Dans une démarche visant à consacrer le principe de transparence dans le paysage médiatique marocain, l’Association nationale des médias et des éditeurs (ANME) appelle à la publication de la liste détaillée des bénéficiaires des aides publiques allouées aux entreprises de presse entre 2005 et 2025.
L’Association a souligné la nécessité de clarifier l’impact réel de ces aides et d’identifier les bénéficiaires effectifs, tout en condamnant fermement les propos offensants tenus à l’encontre de ses membres et de son Président lors d’une séance publique à la Chambre des représentants.
Cette position a été adoptée lors de la réunion du Bureau exécutif de l’ANME, tenue mercredi 28 janvier 2026 à Casablanca.

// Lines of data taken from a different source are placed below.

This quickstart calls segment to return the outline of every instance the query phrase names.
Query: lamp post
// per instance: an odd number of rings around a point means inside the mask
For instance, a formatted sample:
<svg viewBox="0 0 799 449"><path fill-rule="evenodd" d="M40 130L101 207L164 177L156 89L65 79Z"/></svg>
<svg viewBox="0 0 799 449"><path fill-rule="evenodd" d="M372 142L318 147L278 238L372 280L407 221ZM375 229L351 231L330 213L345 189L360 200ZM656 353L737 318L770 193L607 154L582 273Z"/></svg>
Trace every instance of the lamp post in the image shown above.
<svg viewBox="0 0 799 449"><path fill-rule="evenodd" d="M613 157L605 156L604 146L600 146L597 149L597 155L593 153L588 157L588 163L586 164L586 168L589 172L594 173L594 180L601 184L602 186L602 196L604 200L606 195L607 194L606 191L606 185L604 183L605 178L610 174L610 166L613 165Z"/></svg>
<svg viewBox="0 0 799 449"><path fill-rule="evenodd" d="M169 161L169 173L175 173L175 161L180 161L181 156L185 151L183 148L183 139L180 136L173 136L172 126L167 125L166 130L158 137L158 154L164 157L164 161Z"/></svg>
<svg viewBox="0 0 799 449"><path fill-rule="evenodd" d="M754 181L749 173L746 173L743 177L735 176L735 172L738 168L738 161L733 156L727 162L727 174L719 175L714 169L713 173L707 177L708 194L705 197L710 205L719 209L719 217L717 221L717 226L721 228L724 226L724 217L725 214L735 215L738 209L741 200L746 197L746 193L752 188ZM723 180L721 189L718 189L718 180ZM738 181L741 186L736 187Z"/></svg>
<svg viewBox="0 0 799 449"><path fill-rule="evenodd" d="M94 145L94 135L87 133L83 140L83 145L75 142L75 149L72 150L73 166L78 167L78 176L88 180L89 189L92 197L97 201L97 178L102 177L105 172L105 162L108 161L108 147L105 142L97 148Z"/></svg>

Lors de cette rencontre, les discussions ont porté sur l’examen des campagnes visant l’Association et le suivi de l’évolution de la situation concernant le Conseil national de la presse (CNP), à la lumière de la récente décision de la Cour constitutionnelle.
La réunion a débuté par une minute de silence en hommage à Najib Salmi et Hasna Boufalja, avant que Driss Chahtane ne retrace l’histoire et les réalisations de l’Association qu’il préside, soulignant qu’à travers l’engagement de l’ensemble de ses membres, l’ANME a contribué à sauver le secteur d’une disparition certaine, notamment lors de la pandémie de Covid-19 au Maroc, début 2020.

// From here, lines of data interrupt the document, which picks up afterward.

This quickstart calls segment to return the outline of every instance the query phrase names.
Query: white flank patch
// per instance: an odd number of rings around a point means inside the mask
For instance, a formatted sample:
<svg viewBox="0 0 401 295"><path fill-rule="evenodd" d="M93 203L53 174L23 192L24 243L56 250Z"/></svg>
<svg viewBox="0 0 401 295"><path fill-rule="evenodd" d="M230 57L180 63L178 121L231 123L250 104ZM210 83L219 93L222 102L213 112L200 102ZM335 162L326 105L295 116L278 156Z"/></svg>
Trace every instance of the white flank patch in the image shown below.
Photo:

Driss Chahtane a par ailleurs présenté une vision d’avenir globale visant à restructurer le secteur de la presse afin de lui permettre d’atteindre l’indépendance financière et de s’appuyer sur ses propres ressources.
Ce projet repose sur une réforme structurelle comprenant le développement des ressources humaines et l’amélioration de leurs conditions financières, ainsi que la révision des structures du Conseil national de la presse et la mise en place d’un modèle économique résilient, capable de faire face aux défis posés par la publicité mondiale et les plateformes numériques.

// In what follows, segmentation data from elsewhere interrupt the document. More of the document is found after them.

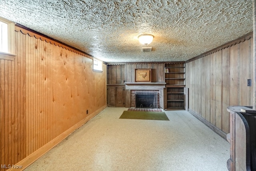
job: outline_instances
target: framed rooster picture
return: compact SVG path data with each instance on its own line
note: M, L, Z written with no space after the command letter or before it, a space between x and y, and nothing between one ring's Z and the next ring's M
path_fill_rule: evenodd
M151 82L151 69L136 69L135 82Z

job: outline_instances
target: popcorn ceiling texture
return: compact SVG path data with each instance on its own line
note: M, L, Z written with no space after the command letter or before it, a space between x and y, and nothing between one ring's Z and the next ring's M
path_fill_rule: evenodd
M183 61L252 32L252 2L2 0L0 16L106 62Z

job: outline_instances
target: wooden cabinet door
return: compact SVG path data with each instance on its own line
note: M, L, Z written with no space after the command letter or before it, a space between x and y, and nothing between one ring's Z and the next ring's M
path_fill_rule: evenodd
M108 87L107 92L108 107L116 107L116 87Z
M116 107L125 107L125 96L124 87L116 87Z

Un accent particulier est mis sur la réforme du journalisme sportif et l’élimination des pratiques de laxisme et de recherche de rente, en coordination avec les autorités compétentes.
Par ailleurs, la réunion a également abordé les obstacles dressés par certaines parties. Le Président a dénoncé le fait que ces parties aient recouru à divers moyens et ressources pour faire dérailler ce processus de réforme. Notamment, par le biais de fuites illégales et de conflits avec des acteurs politiques, transformant des questions qui concernent la presse en un outil de polarisation électorale.
Dans ce contexte, l’Association, qui a condamné les propos tenus au sein du Parlement par le chef d’un parti politique, réaffirme en tant que composante influente du quatrième pouvoir, son engagement en faveur de la neutralité et de l’impartialité envers tous les partis.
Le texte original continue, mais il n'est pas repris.